The chief problem here is not that it bruises the egos of the Linux developers for being psyched, but that it was a dick move whereby people now have to spend time sorting this shit out.
Prof Liu miscalculated. The Linux developers are not some randos off the street where you can pay them a few bucks for a day in the lab, and then they go away and get on with whatever they were doing beforehand. It's a whole community. And he just pissed them off.
It is right that Linux developers impose a social sanction on the perpetrators.
It has quite possibly ruined the student's chances of ever getting a PhD, and earned Liu a rocket up the arse.
> it's less a question of ethics, and more a question of bad judgement.
I disagree. I think it's easier to excuse bad judgment, in part because we all sometimes make mistakes in complicated situations.

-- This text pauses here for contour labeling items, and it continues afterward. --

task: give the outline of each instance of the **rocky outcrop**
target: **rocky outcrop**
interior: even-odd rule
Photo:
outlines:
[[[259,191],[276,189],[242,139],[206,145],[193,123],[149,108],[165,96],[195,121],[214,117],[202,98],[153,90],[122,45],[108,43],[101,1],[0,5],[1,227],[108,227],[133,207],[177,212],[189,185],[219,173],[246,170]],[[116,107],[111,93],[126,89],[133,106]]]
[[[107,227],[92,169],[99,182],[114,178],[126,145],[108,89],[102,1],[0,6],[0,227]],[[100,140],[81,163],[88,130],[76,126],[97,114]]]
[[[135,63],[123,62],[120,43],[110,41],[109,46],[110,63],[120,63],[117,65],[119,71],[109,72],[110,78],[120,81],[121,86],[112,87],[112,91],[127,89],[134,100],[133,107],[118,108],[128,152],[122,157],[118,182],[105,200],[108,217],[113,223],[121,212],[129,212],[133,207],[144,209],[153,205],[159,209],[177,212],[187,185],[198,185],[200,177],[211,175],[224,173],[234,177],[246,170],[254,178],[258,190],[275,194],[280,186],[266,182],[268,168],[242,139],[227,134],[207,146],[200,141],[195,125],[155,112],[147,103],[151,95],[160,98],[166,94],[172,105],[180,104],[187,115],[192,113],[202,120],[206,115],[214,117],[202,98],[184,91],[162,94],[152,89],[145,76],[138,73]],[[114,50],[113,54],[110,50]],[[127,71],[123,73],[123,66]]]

But this is an example of experimenting on humans without their consent. Greg KH specifically noted that the developers did not appreciate being experimented on. That is a huge chasm of a line to cross. You are generally required to get consent before experimenting on humans, and that did not happen. That's not just bad judgment. The whole point of the IRB system is to prevent stuff like that.
Ah, so people do actually use the expression backwards like that. I had seen many people complain about other people saying “just a few bad apples”, but I couldn’t remember actually seeing anyone use the “one/few bad apple(s)” phrase as saying that it doesn’t cause or indicate a larger problem.
> A bad apple does not spoil the bunch, as it were.
What? That's exactly how it works. A bad apple gives off a lot of ethylene which ripens (spoils) the whole bunch.
Ethylene comes from good apples too and is not a bad thing. The thing that bad apples have that spoils bunches is mold.